An assessment mutual company can charge more premiums to its policyholders if losses and expenses have been greater than expected. These companies usually concentrate on writing insurance for farm properties in rural areas. These types of companies are based on premium costs loss-sharing method. The members of these companies do not pay premiums in advance. The total loss experience is divided among the members of the company so that each member of the company can pay an equal portion of the total.

An advance premium mutual insurance company assesses premiums in advance and these premiums are not changed for a stated period of time. In case of advance premium mutual, higher premiums or taxes aren’t sought for policies already in force. Any higher than expected losses can be paid out from the surplus of the company, which is the difference between the income and expenses of the company.

The factory mutual is a type of mutual insurance company that insures only those sites that meet its rigid safety and construction qualifications. These companies insure mostly factories and other industrial sites, therefore these companies are named factory mutual insurance companies. A factory mutual insurance company inspects all sites regularly and offers loss control services to reduce risk.

Fraternal insurers are mutual insurance companies that provide health and life insurance to members of a social or religious group. These companies are non-profit organizations created by a lodge system that is limited only to its members. As charitable foundations, fraternal insurance companies don’t pay any federal income or state premium tax.

Perpetual mutual insurance companies provide mainly the homeowner’s insurance policy. Customers of this type of insurance company deposit money, called a deposit premium, to the insurer for insurance for the life of the risk.
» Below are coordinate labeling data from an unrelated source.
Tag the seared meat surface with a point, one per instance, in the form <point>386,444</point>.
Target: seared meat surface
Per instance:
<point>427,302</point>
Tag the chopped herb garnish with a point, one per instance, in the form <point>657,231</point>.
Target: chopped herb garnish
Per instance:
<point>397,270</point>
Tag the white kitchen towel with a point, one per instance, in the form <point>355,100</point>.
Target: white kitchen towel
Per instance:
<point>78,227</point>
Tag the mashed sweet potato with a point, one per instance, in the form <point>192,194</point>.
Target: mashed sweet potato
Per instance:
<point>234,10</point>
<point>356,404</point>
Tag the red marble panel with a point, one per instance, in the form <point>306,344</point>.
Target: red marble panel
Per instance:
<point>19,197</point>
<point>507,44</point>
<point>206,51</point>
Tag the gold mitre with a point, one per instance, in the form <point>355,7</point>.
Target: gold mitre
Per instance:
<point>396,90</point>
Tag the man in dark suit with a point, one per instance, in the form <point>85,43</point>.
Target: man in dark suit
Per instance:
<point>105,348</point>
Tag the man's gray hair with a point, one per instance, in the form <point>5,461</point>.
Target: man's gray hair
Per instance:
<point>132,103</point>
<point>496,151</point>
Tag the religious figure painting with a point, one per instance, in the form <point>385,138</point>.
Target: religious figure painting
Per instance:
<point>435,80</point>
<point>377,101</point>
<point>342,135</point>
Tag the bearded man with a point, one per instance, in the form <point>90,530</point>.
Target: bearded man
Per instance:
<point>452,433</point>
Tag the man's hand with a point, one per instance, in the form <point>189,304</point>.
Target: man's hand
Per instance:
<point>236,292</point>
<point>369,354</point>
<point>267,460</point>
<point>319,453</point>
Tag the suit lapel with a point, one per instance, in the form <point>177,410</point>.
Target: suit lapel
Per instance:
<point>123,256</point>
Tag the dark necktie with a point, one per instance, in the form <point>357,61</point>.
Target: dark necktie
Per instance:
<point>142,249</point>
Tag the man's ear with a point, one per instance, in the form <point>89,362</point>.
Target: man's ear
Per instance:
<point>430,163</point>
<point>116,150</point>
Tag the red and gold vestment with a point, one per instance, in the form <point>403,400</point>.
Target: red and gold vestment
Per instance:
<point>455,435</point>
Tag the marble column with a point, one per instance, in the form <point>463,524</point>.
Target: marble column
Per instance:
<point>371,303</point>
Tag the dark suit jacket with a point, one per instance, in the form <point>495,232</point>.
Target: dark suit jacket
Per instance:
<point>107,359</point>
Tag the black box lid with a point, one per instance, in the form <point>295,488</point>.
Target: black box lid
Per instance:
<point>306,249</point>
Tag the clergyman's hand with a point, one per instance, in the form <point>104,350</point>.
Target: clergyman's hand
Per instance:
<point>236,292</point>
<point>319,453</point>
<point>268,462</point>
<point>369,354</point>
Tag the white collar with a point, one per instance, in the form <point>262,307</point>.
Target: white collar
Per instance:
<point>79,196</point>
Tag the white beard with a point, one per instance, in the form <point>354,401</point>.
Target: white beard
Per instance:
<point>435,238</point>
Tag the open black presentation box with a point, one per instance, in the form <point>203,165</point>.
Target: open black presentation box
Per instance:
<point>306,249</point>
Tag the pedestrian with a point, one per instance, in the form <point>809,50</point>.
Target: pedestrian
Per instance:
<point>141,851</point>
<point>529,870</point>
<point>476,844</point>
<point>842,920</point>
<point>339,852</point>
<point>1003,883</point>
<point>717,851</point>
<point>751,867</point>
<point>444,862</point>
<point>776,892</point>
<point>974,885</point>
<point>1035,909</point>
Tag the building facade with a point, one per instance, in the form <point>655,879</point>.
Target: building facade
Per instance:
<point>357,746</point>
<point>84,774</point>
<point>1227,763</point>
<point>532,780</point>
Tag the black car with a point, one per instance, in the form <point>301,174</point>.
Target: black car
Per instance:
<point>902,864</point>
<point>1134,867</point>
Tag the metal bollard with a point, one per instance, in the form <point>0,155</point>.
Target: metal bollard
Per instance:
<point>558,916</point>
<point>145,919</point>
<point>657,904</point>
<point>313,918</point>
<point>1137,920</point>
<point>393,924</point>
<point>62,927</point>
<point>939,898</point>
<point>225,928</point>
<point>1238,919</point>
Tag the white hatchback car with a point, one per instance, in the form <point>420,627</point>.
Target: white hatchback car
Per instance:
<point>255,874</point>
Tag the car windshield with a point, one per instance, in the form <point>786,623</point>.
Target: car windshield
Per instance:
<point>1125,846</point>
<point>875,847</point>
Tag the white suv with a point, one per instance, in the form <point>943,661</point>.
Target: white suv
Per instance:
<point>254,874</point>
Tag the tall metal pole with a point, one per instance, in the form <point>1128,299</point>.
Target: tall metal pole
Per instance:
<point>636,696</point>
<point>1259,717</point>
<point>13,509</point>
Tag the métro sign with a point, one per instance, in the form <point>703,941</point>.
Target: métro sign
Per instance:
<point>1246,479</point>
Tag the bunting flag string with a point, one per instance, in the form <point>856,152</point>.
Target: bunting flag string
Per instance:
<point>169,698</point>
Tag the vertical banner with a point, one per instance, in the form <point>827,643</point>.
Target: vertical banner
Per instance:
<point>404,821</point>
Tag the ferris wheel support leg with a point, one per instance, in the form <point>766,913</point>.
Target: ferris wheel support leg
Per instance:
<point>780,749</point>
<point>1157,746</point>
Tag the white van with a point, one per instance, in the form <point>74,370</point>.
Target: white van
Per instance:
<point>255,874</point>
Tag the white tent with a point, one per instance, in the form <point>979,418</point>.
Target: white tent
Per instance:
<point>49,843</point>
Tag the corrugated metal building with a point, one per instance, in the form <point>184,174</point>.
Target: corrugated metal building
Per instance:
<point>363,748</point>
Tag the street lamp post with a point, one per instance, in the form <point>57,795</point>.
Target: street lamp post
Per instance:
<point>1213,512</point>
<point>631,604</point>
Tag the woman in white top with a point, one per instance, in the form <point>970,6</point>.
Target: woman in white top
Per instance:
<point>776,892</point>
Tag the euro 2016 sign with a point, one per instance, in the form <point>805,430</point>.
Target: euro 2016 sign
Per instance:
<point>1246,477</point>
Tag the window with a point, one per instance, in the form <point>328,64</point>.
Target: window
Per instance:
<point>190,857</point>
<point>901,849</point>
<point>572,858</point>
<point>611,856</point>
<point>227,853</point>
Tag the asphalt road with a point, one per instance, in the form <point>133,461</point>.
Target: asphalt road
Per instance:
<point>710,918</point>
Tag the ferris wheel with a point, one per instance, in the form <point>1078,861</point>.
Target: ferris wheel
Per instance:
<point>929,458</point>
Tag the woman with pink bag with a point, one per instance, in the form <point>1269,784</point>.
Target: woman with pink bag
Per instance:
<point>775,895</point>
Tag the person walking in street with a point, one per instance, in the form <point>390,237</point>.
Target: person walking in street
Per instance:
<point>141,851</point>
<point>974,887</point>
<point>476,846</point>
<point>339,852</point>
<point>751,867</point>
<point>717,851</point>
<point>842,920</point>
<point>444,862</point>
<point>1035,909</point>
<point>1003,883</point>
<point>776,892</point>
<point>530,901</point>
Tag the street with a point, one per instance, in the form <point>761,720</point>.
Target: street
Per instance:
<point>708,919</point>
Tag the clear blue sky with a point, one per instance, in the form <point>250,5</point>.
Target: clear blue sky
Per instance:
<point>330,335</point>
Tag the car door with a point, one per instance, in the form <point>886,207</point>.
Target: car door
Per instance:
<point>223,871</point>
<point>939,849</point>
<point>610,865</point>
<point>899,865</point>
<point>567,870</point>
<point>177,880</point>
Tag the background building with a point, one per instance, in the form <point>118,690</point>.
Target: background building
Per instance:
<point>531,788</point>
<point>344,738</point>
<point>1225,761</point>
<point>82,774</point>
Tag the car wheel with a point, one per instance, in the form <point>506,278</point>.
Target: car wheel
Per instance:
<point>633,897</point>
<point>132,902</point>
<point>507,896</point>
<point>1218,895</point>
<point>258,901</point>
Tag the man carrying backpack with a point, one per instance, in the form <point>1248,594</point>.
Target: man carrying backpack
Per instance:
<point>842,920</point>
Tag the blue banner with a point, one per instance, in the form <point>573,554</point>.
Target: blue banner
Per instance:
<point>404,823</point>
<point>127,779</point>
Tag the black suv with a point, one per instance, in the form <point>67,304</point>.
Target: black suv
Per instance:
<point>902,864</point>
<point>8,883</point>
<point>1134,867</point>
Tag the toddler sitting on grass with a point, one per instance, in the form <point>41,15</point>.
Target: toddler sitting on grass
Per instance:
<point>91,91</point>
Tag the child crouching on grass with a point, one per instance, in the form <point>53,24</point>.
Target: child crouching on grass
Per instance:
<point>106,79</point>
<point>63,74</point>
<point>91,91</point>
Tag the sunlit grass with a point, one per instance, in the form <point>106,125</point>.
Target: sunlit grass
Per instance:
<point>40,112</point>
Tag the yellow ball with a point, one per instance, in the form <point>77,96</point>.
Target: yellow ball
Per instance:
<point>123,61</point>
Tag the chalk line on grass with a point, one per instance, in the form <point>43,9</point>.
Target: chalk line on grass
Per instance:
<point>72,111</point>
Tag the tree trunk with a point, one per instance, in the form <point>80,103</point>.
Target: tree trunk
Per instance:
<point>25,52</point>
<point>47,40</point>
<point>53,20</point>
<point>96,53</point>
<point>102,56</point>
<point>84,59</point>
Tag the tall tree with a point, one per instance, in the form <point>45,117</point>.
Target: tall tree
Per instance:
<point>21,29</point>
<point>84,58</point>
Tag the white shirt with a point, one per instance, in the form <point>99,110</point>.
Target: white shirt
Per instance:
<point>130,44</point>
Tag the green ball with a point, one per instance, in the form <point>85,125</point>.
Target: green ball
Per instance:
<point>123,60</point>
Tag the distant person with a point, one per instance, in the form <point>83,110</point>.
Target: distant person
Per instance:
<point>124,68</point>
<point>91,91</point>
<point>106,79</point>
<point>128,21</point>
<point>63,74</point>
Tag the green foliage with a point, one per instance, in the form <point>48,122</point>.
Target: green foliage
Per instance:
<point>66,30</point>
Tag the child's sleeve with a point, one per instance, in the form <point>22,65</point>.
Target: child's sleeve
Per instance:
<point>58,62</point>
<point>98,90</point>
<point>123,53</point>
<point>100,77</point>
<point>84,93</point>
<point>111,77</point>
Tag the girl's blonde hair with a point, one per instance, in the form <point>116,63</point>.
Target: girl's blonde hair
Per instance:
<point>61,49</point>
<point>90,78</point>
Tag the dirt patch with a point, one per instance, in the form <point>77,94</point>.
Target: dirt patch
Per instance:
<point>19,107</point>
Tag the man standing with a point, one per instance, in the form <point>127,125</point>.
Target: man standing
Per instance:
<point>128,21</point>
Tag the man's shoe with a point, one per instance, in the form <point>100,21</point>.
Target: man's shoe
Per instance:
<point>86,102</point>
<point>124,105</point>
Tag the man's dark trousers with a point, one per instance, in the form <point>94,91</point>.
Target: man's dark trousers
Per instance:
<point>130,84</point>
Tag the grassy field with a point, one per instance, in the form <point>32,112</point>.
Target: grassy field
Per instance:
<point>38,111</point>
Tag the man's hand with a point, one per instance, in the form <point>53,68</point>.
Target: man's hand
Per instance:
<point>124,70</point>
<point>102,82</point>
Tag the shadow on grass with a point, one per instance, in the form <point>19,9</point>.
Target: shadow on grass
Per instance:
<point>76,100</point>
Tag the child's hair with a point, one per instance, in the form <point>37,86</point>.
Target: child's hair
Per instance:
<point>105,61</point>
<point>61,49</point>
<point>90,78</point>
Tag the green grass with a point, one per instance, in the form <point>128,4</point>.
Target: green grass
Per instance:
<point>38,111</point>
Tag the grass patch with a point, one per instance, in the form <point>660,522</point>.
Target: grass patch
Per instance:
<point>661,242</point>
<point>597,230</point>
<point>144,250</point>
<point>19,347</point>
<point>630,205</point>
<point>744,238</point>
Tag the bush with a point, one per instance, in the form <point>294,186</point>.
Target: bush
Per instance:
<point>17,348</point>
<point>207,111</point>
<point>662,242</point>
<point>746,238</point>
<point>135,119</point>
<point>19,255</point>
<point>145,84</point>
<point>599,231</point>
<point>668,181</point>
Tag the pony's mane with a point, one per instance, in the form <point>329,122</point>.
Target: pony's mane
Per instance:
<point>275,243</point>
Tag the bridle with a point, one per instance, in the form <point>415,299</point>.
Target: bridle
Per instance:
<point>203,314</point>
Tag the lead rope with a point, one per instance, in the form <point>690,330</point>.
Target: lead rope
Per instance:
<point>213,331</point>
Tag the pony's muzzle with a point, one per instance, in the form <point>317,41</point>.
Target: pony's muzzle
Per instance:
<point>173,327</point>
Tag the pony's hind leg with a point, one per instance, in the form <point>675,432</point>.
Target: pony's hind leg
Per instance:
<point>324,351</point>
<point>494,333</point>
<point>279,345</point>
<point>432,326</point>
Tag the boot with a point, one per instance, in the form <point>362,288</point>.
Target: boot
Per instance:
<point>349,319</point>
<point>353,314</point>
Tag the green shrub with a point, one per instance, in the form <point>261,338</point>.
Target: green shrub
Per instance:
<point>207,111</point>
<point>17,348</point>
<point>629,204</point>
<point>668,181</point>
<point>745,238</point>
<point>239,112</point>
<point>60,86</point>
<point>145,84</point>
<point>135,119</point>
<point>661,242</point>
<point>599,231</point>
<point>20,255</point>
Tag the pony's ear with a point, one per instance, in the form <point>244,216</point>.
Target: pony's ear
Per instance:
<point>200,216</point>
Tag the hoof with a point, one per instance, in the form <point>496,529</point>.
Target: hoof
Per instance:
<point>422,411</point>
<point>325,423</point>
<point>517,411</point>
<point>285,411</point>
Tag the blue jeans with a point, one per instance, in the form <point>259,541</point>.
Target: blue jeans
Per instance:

Perpetual mutuals charge a single premium or a lump sum that covers a long time. This capital is invested to cover losses. If an insured wants to cancel his policy, part of the premium will be returned.

What are Multiple-line Insurance Companies?

Multiline insurance introduces complex insurance instruments that are used by a company to bundle the risk exposures of multiple corporate insurance obligations into one insurance contract. The term ‘multiple-line insurance companies’ also refers to an insurance agency that writes policies for several different lines of insurance products.

What is a stock company?

A stock company is an organization with stockholders that participate in the gains and losses of the organization. Stockholders have the right to vote and to elect the board of directors. The stock company's agreement specifies the types of insurance that will be sold.

What is a Mutual Insurance Company?

Mutual insurance companies are corporations owned by the policyholders, who elect the board of directors. The board of directors appoints the administrators who run the mutual insurance company. Instead of issuing stock, Mutual insurance companies raise their capital by selling surplus notes, which are unsecured debt.

How does an advance premium mutual insurance company assess the premiums?

An advance premium mutual insurance company assesses premiums in advance and these premiums are not changed for a stated period of time. In case of advance premium mutual, higher premiums or taxes aren't sought for policies already in force.